An additional 1,250 sitting days will be allocated to the Crown court in a bid to held reduce the growing backlog, deputy prime minister and incoming lord chancellor David Lammy will announce today.

The funding boost means the Crown court will be able to sit for 111,250 days this year up from 5,000 last year and reaching the highest levels on record.

The news follows a Ministry of Justice report earlier this month which showed the Crown court backlog had also reached a new high climbing to 78,329 between April and June this year – up from 76,957 at the start of 2025.

Lammy, who will make the announcement in his first speech after being sworn in as lord chancellor at the opening of the legal year, said: ‘The Crown court backlog we inherited stands at over 78,000 and behind each case is a real person, waiting years for justice. That is why we are acting with the biggest investment on record as part of our plan for change.

‘An additional 1,250 sitting days will be allocated to the Crown court this financial year, allowing it to hear many extra cases. We know there is more to do, and generational reform that cannot wait, but this investment will help ease the torment and bring swifter justice to many more victims.’

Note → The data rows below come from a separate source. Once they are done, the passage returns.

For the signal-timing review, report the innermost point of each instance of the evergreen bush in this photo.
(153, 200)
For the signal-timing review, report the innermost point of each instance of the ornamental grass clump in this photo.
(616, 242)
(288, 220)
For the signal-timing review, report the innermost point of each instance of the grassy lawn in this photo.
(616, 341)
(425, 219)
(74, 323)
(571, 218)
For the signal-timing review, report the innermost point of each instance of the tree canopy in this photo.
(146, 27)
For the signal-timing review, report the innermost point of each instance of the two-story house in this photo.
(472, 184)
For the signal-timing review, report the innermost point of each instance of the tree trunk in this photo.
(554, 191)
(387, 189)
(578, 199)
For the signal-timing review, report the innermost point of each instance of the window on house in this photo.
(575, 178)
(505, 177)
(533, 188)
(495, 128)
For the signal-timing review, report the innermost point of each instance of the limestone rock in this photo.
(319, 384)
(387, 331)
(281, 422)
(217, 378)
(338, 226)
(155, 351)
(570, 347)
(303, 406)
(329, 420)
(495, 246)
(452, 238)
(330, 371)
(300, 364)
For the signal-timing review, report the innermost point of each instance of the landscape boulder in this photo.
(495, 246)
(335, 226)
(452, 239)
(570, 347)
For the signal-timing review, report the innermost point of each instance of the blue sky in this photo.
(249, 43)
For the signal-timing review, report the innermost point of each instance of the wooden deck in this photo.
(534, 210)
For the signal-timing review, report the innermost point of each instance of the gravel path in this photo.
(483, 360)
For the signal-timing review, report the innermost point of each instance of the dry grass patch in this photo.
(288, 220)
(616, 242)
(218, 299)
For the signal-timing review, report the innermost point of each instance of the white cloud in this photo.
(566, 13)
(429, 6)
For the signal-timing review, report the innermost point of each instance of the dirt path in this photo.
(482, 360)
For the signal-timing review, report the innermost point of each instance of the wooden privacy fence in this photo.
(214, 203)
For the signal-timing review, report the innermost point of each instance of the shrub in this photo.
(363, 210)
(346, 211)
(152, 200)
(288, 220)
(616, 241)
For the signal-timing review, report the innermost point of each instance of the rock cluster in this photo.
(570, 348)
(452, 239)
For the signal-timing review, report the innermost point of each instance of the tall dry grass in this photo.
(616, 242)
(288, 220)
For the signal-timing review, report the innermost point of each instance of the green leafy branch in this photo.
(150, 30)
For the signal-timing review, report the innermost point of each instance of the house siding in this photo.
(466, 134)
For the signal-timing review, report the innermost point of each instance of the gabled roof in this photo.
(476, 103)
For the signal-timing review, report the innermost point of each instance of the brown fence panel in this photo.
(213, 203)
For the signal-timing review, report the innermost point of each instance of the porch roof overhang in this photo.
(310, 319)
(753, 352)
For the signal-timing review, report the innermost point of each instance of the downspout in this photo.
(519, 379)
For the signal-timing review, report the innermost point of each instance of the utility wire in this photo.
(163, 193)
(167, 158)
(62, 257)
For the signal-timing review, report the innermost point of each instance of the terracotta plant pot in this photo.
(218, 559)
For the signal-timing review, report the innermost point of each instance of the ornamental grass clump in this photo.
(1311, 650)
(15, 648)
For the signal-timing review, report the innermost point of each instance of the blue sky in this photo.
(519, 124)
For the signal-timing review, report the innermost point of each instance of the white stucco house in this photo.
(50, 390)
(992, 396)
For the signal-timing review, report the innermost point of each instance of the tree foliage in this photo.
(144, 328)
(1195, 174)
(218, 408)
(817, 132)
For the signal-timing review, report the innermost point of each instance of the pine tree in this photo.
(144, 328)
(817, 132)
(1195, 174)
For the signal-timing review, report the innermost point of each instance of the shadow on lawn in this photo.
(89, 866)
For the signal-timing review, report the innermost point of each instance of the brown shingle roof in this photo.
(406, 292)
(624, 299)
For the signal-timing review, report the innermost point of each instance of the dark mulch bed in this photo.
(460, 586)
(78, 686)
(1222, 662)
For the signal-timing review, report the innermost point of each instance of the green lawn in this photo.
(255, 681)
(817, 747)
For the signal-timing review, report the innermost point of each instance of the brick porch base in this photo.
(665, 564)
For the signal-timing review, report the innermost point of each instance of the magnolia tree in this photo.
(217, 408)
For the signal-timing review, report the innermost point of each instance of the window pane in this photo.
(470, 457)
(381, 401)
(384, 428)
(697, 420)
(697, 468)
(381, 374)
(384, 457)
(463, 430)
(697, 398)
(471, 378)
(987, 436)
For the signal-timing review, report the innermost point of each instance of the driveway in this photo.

Lammy's announcement follows one made by by his predecessor habana Mahmood, in March this year, adding 4,000 sitting days to those initially allocated taking the total to 110,000. That was a further increase from December 2024 when  Mahmood, now home secretary, promised 2,000 additional sitting days. 

 

Sir Brian Leveson’s first review of the courts, published earlier this year, with the second part to be published in the latter part of 2025, recommended greater consideration of out-of-court resolutions, expanded deferred prosecution schemes, establishing a new division of the Crown court with cases heard by a judge and two magistrates and serious and complex fraud cases to be tried by a judge alone as well as allowing defendants in the Crown court to be tried by a judge, not a jury.